Some critics, like Mallaby, are concerned with the trade wars. Here too I’m a bit worried about the positions taken by critics. Progressives have complained about Free Trade Agreements (FTAs) for a long while now. And also criticized the concept of Free Trade (see here for a list of entries in this blog). Mallaby, for example, suggests that the trade war with China, and the new version of NAFTA (USMCA now), which is worse for him than the original (the name for sure, Moreno-Brid suggested at a conference in Mexico this week MEXCUSA, a good pun in Spanish), would reduce productivity and growth.

I still don’t have a full picture of the USMCA deal, but it seems that beyond the clauses about North American content and percent being produced with higher wages in the auto industry (both clauses that seem to favor the US and not Mexico), the liberalization of Canadian dairy industry, and tighter restrictions on generic medications (all of which seem to favor US corporations against Canadian citizens), the most important is the one that allows any member country to essentially veto free trade agreements with non-member countries. That is, most likely, a clause for the US to veto FTAs with China.

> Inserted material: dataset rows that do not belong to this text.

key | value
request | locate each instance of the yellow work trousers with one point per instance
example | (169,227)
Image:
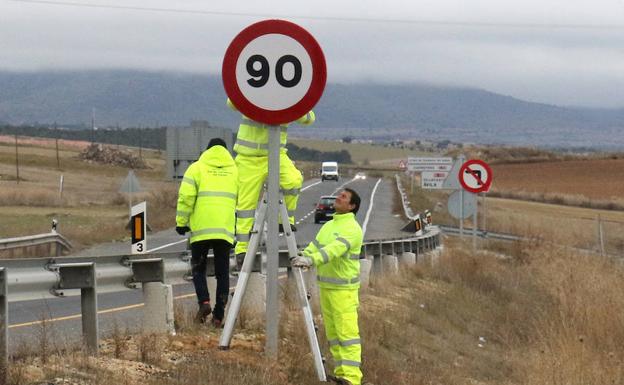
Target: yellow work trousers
(339,309)
(252,173)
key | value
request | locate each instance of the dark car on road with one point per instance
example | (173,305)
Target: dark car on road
(324,209)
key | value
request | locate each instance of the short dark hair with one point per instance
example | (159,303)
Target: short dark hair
(355,200)
(216,142)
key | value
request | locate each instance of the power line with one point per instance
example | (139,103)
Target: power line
(331,18)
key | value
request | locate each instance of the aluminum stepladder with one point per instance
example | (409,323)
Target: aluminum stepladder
(271,207)
(243,278)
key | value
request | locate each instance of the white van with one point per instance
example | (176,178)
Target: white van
(329,170)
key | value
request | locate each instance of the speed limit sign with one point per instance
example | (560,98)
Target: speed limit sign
(274,72)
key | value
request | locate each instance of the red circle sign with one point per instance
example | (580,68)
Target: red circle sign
(475,176)
(274,72)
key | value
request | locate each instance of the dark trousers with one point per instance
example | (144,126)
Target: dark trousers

In that sense, USMCA is just an extension of the trade war with China. I don’t want to write much on this, but it seems to me that the US finally decided to revert the opening policy towards China, that harks back to Nixon, and to take the Chinese challenge (and at this point it’s just that; I don’t see a Sinocentric world any time soon) seriously. In all fairness, it seems to make a lot of sense, from an American security position to make it difficult for Chinese firms to go about the process of catching up, which includes acquiring companies, reverse engineering, violations of copyrights and patents, industrial espionage and more. And yes, there will be disruption of the commodity chains. For example, maybe Apple will move some of its i-Phone production out of China into other developing countries in the region (don’t think many manufacturing jobs will return to the US though). But productivity won’t suffer much.

If you’re concerned with productivity, fiscal policy and its impact on growth should be a greater concern to you. Expansion of demand is what pushes labor productivity (productivity is not the cause of growth, but the result; search the entries on Kaldor-Verdoorn Law in the blog). The slow recovery is the problem.

Finally, I’m still unsure about when the recession will come, but neither the fiscal or trade fronts, which are the ones attacked mostly by Trump’s critics seems to be the crucial problem. Monetary policy might be though. If the Fed continues to raise rates, something they suggested they would do, then there is a serious possibility of a crisis ahead. Higher rates would affect the already overextended American consumer, and lead to a recession. Nothing like the last one, I think. And the Fed would be forced to reverse course pretty soon. But the Fed remains independent, also something that old critics of the concept have embraced in the Trump era.